Over the weekend, I saw two guys in action who prove the axiom inaccurate — one on video, one in person and both addressing issues that tend to dominate this space.
The video star was Michigan State head basketball coach Tom Izzo. With thunderstorms approaching East Lansing before a scheduled noon kickoff, the public address announcer there had asked fans to evacuate the stands.
But the students were refusing.
Whereupon Izzo obtained a microphone, walked down the sidelines, stationed himself in front of the students and pleaded with them to put safety first. In return for their cooperation, he promised to sit in their midst for the entirety of the game, once it started. True to his word, after the weather cleared, that is exactly what he did.
Izzo is as fine a college basketball coach as there is in the country (six Final Fours and a 2000 National Championship in 18 years) but few of his peers are “nice guys.”
I'm sure, having seen Izzo in action coaching, there are times he's pretty tough on referees and his own players. Still, Izzo's conduct Saturday certainly was not out of character. I know from personal experience.
Eight years ago in South Bend, after the Spartans defeated the Irish 44-41, I attended Mass in one of the dormitories on campus with family and friends. Just as Mass was starting, I heard a buzz in the congregation behind me, looked back, and saw Izzo and his family slide into seats three rows behind me.

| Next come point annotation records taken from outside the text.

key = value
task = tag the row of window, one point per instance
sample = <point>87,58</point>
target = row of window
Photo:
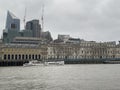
<point>21,57</point>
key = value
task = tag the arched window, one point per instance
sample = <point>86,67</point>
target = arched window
<point>26,56</point>
<point>12,57</point>
<point>39,56</point>
<point>36,57</point>
<point>19,57</point>
<point>8,56</point>
<point>15,57</point>
<point>33,57</point>
<point>29,56</point>
<point>22,57</point>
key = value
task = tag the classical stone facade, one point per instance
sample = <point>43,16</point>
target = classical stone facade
<point>23,52</point>
<point>84,50</point>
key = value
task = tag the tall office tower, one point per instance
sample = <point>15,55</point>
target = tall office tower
<point>12,22</point>
<point>35,27</point>
<point>12,28</point>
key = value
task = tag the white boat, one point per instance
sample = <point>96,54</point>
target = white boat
<point>33,63</point>
<point>54,63</point>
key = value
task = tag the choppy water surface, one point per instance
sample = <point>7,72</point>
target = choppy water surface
<point>67,77</point>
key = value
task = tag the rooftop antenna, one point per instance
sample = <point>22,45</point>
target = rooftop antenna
<point>24,20</point>
<point>42,17</point>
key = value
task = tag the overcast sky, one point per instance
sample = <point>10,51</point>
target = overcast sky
<point>97,20</point>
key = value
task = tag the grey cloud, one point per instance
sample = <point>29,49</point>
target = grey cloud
<point>88,19</point>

And there he stayed — until long after Mass had ended. Once the priest gave the final blessing, Izzo was mobbed by dormitory residents. Eventually, his wife and children slipped out of the building but Izzo remained until every last admirer had received an autograph, posed for a picture, or exchanged a word or two. Not on his own campus, Izzo didn't have to do that.

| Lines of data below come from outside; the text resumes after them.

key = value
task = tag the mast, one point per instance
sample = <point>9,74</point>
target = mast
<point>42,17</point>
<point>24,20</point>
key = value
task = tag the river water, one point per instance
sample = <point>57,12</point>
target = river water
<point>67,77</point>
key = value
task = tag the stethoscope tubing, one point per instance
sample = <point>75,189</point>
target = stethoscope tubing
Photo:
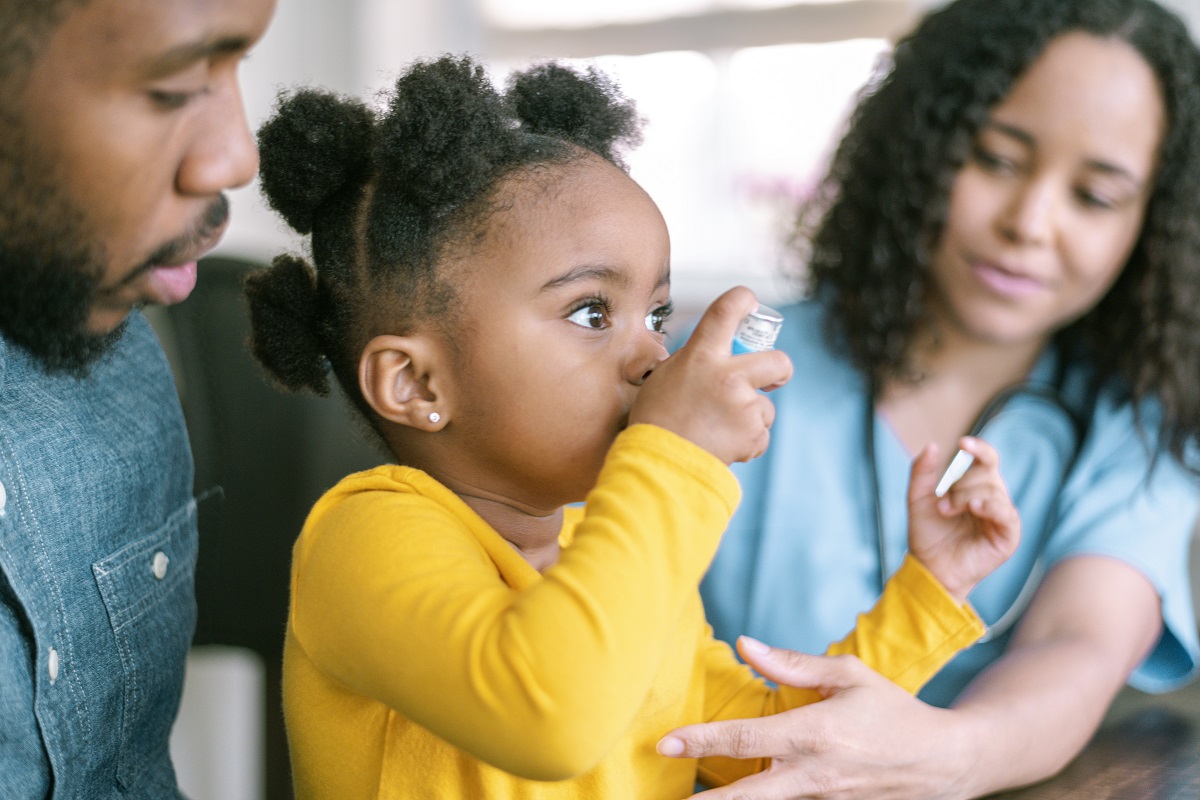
<point>1049,392</point>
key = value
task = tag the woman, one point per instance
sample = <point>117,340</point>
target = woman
<point>1017,204</point>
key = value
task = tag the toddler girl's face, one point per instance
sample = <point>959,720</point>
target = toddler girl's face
<point>564,307</point>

A little closer to home on Saturday, another nice guy did something he didn't have to. Community Healthcare System in Munster was holding its annual Innovation in Neurosurgery Symposium for staff physicians and nurses.

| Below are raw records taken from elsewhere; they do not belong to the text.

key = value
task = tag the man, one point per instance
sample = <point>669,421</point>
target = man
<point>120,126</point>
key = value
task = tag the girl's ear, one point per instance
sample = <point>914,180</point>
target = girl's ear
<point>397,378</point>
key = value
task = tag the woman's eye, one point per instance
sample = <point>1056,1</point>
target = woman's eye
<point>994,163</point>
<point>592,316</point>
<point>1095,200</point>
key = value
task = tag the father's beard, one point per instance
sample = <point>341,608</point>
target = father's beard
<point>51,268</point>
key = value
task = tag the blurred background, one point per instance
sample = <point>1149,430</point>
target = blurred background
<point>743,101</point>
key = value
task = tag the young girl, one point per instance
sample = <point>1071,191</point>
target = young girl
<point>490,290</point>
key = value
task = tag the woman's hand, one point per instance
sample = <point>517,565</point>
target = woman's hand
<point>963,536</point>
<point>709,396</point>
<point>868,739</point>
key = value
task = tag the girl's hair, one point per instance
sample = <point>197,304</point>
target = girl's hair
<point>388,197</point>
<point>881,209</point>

Neurosurgeon Julian Bailes, MD is one of the foremost concussion experts in the world. Since 1994, he has been a neurological consultant to the NFL Players’ Association (NFLPA), which has supported research on the effects of head injuries on professional athletes. He is the Medical Director of the Center for Study of Retired Athletes based at the University of North Carolina, Chapel Hill. He has been an advisor to the NCAA and also is the Medical Director for Pop Warner Football, the largest youth sports association in the U.S.
Saturday, on what should have been a day off and on relatively short notice, he drove down from Evanston and gave a presentation entitled “Mild Traumatic Brain Injuries in Sports: Are They Really Mild?”